Britam General Insurance has unveiled the Britam AI Motor Assessment Service, a drive-through claims settlement facility powered by Artificial Intelligence that processes and pays motor claims within two hours, a sharp reduction from the five-day industry standard that has long frustrated Kenyan motorists.
The express service, located at Britam Centre in Nairobi, was developed and incubated at BetaLab, Britam’s innovation hub. It targets comprehensive motor insurance policyholders whose vehicles have sustained minor damage. Upon arrival at the assessment centre, a customer’s vehicle is photographed and assessed via AI in approximately 15 minutes.
A digital claim form is then sent directly to the customer’s phone for completion, eliminating the traditional and cumbersome paper-based process of filling, scanning and submitting physical documents.
The completed form is reviewed internally within 30 minutes, and settlement, whether by direct bank transfer, M-Pesa, or a repair authority from Britam’s panel of garages, follows within an hour. The stated end-to-end target is two hours from arrival to resolution.
James Mbithi, CEO of Britam General Insurance, said the service marks a fundamental shift in how the company delivers on its insurance promise.
“Today, five working days is not good enough for our customers. We have launched a capability that assesses accident vehicles using AI and pays the customer within two hours. In the future, we will be looking at how to scale this up so that a customer can do it at the scene of the accident, wherever they are.”
Mr Mbithi added that the AI platform enhances precision in damage analysis beyond the capability of the human eye, while simultaneously providing the data-backed assessments needed to reduce disputes between the insurer and policyholders.
Fraud has historically been a drain on the motor insurance segment. According to data from the IRA, insurance firms turned down 22,364 compensation claims worth Ksh 658.9 million in the first quarter of 2025 alone, a portion of which involved suspected fraud and improper documentation.

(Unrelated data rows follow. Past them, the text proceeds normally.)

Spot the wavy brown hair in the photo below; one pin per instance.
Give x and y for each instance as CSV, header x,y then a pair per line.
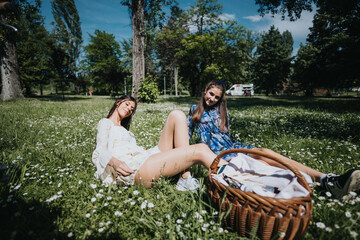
x,y
221,104
126,121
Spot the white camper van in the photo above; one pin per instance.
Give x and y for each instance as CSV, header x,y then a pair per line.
x,y
241,89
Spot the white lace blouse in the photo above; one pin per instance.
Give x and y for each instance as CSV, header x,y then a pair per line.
x,y
116,141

Britam says its platform addresses this vulnerability through three integrated AI models: a vehicle object detection model that validates image authenticity and identifies the correct side of the vehicle being photographed; a damage detection model that uses computer vision to classify damage type, severity and affected components; and a price discovery engine that aggregates real-time data from parts suppliers and repairers to generate localized cost estimates.

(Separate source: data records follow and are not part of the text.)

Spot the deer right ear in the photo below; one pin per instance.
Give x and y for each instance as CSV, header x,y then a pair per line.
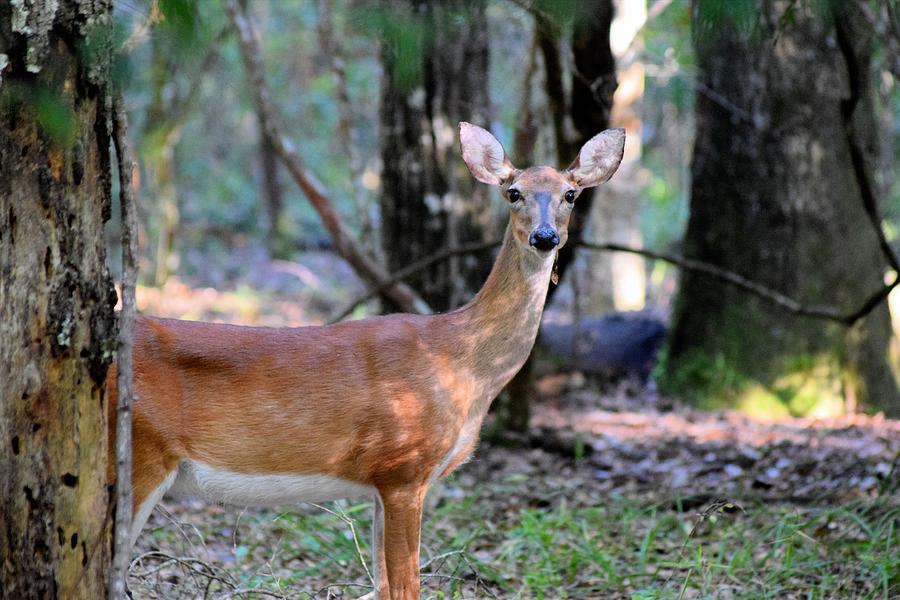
x,y
483,154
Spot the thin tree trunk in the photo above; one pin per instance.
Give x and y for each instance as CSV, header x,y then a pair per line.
x,y
591,102
428,200
779,196
58,332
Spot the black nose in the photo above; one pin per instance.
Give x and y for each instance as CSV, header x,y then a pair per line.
x,y
544,238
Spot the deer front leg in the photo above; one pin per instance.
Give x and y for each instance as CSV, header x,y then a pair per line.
x,y
398,523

Together, these models reduce the scope for manipulated photographs, inflated repair quotes and inconsistent assessments, the three most common vectors for motor claims fraud in Kenya.
The digitization of claims processing is a core pillar of Britam’s broader technology strategy, noting that it has operated a structured data-driven assessment framework for over five years that tracks parts prices and informs assessor decisions, a foundation on which the AI layer now sits.
For the moment, the service is confined to vehicles that are driveable and have suffered minor damage and is available only to holders of comprehensive motor policies.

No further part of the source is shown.